2. Plot the Top Differentially Expressed Genes post-perturbation

We can use the trained models to perform inference. Below, we offer an example of how to do this on the test split of the Norman dataset - this is novel data the model has not been trained on. In the following sections we offer examples of performing inference on completely new data, either in numpy or anndata form.

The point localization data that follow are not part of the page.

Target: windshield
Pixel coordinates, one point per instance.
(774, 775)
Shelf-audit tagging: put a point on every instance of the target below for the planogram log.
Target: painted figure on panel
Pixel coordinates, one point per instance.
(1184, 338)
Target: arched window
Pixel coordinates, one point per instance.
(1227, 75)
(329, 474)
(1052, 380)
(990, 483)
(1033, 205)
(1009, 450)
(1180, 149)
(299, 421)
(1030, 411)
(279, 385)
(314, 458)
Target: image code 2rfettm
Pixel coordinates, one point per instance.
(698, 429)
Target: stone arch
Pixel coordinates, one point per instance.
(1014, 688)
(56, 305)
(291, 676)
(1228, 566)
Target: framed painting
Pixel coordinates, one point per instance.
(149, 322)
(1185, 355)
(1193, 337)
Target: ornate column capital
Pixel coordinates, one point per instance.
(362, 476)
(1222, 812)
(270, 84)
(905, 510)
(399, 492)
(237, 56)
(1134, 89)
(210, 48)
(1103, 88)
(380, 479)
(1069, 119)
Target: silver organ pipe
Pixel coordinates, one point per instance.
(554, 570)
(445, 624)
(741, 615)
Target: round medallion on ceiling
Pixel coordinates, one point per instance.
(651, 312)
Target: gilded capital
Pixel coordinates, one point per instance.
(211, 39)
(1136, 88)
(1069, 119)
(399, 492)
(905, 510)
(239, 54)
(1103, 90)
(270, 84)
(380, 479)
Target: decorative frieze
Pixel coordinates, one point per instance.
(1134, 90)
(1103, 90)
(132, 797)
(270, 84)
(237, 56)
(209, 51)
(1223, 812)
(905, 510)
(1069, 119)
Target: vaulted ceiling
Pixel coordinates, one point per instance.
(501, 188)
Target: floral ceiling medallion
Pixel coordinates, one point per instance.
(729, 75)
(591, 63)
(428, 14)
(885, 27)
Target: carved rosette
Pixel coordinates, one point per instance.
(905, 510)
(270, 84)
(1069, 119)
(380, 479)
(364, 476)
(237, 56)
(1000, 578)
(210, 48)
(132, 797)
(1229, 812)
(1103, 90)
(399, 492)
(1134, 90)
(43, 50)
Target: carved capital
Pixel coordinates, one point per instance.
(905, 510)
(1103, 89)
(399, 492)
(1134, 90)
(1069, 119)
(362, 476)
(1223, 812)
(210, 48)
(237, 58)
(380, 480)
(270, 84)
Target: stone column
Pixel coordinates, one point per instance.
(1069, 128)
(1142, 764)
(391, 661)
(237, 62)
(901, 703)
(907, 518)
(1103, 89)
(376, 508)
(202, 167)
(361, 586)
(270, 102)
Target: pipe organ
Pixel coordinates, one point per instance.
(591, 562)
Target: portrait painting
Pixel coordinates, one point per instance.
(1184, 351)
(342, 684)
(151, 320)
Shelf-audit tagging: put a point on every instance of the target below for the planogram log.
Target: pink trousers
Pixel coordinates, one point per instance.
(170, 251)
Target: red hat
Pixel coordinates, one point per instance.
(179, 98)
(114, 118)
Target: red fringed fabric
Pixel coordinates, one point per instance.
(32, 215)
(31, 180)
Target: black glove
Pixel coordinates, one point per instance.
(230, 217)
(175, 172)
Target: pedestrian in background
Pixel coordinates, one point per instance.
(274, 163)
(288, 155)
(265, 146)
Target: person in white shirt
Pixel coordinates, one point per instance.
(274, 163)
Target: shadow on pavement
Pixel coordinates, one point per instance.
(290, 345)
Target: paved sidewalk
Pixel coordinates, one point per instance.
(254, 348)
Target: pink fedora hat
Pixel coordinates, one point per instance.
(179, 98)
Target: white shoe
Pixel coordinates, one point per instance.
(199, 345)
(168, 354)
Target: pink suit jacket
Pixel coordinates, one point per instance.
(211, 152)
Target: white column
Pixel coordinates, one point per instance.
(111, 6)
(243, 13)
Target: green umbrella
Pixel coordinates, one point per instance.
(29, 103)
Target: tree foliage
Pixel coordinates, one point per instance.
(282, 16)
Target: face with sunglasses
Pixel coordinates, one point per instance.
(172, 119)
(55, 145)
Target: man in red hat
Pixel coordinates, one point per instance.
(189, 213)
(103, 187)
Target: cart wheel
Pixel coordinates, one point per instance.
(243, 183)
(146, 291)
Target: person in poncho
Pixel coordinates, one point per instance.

We explore the following scenarios and showcase how to plot the top differentially expressed genes post-perturbation for:

single-gene perturbation: predicting the effects of perturbing the POU3F2 gene and the CDKN1B gene individually. We offer examples of comparing scGPT with scGenePT_GO-C model predictions
two-gene perturbation: predicting the effect of perturbing the SAMD1+ZBTB1 genes simultaneously. We offer an example of comparing scGPT and scGenePT_NCBI+UniProt model predictions

def plot_perturbation(
    model: nn.Module, adata, query: str, model_type, color, marker, title, save_file: str = None, amp = True, pool_size: int = None
):
    import seaborn as sns
    import numpy as np
    import matplotlib.pyplot as plt

    sns.set_theme(style="ticks", rc={"axes.facecolor": (0, 0, 0, 0)}, font_scale=1.5)
    adata_ctrl = adata[adata.obs['condition'] == 'ctrl']
    gene_names = adata.var['gene_name'].to_list()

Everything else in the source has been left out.